Permissions to access ElasticSearch from Lambda? - amazon-web-services

I'm trying to use Elasticsearch for data storage for a Lambda function connected to Alexa Skills Kit. The Lambda works alright without Elasticsearch but ES provides much-needed fuzzy matching.
The only way I've been able to access it from Lambda is by enabling Elasticsearch global access but that's a really bad idea. I've also been able to access from my computer via open access policy or IP address policy. Is there a way to do read-only access via Lambda and read-write via IP?
On IAM I granted my Lambda role AmazonESReadOnlyAccess. On the ES side I tried this but it only worked for IP address:
{
"Version": "2012-10-17",
"Statement": [
{
"Effect": "Allow",
"Principal": {
"AWS": [
"arn:aws:iam::NUMBER:root",
"arn:aws:iam::NUMBER:role/lambda_basic_execution"
]
},
"Action": "es:*",
"Resource": "arn:aws:es:us-east-1:NUMBER:domain/NAME/*"
},
{
"Sid": "",
"Effect": "Allow",
"Principal": {
"AWS": "*"
},
"Action": "es:*",
"Resource": "arn:aws:es:us-east-1:NUMBER:domain/NAME/*",
"Condition": {
"IpAddress": {
"aws:SourceIp": "MY IP"
}
}
}
]
}
This forum post asks the same question but went unanswered.
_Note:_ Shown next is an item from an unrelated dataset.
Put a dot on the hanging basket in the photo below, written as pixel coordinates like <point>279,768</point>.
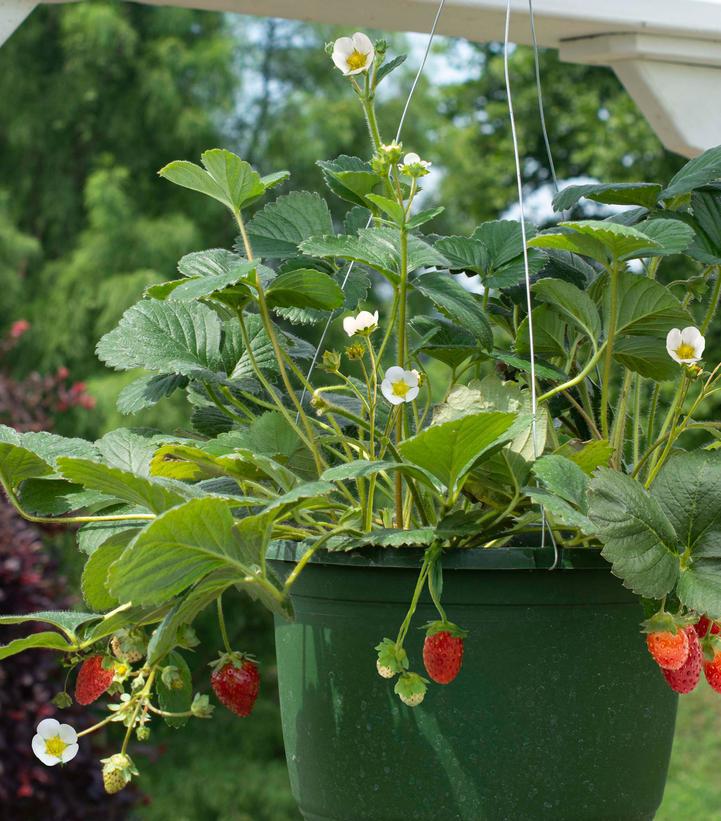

The only way I know of to do this is to use a resource-based policy or an IAM-based policy on your ES domain. This would restrict access to a particular IAM user or role. However, to make this work you also need to sign your requests to ES using SigV4.
There are libraries that will do this signing for you, for example this one extends the popular Python requests library to sign ElasticSearch requests via SigV4. I believe similar libraries exist for other languages.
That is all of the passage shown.